Anche in questo caso la necessità di creare determinate condizioni di esperienza per lo spettatore aveva orientato la metodologia di lavoro, l’elaborazione e il montaggio dei materiali.
Il mio compito è fare ipotesi percettive. Lavoro per creare in chi guarda possibilità.
Il teatro ha un aspetto “bellissimo”: il tutto visibile, il tutto sensoriale, il tutto finito, il tutto finto. È questa concretezza a originare conoscenza. Tutto è in quella scatola. Il limite è il segno di un oltre, una prospettiva metafisica. La dimensione del tempo è ciò che permette il salto. Il tempo è di per sé crisi del paradigma.

Prima parlavi del “reale”, a proposito del lavoro con persone affette da Parkinson.

È una mia esigenza personale quella di essere nel reale. Penso che in qualche modo l’arte possa avvicinare al reale. Ma il mondo dell’arte ci allontana costantemente perché è un mondo di vanità e di privilegi. La contemporaneità non appartiene all'arte, quella è informazione. L'arte ha la capacità di mettersi al fondo delle cose, di avvicinarsi a quel fondo che forse non muta mai.
Io sento la necessità di una contiguità, di una prossimità con l'altro.
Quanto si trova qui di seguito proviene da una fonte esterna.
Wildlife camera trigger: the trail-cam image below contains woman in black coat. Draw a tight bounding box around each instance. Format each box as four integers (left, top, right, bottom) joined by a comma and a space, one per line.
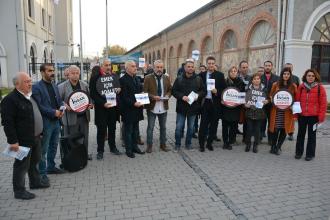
222, 66, 245, 150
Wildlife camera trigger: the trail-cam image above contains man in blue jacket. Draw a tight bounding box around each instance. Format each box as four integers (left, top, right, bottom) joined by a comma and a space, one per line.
32, 63, 64, 183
Anche in situazioni di distanza, credo nella possibilità di innescare condizioni di esperienza in grado di cambiare immediatamente la relazione.
È possibile istituire mondi reali nel reale, l’arte è in grado di farlo. Non si tratta di fare chi sa cosa, ma di operare qui e ora. Parlare con persone diverse, di provenienze diverse, ed essere compresa. Il qui e ora non può valere soltanto tra le quinte. Se arrivo solo a quattro persone che conosco, il mio lavoro è insufficiente. Mi è capitato di fare laboratori in contesti dove la mia proposta non ha alcun valore riconosciuto a priori, se non quello che effettivamente accade, quello che di fatto scambio. Mi è capitato di lavorare in circostanze molto difficili e fallire. È ricco provare ad arrivare a chiunque in qualsiasi condizione o contesto con le parole e con gli esercizi che ci appartengono. I nostri strumenti sono l’osservazione, la pratica, la relazione. Sono temi fondamentali. In questo senso mi interessa il reale, il rischio, il luogo in cui il pensiero sulla performatività incontra il proprio limite e quando la realtà mi dice no, sento il desiderio di approfondire questo rifiuto, di conoscerlo.

Intervista realizzata in collaborazione con Gabriele Drago e Jessica Imolesi, pubblicata il 28 gennaio 2016.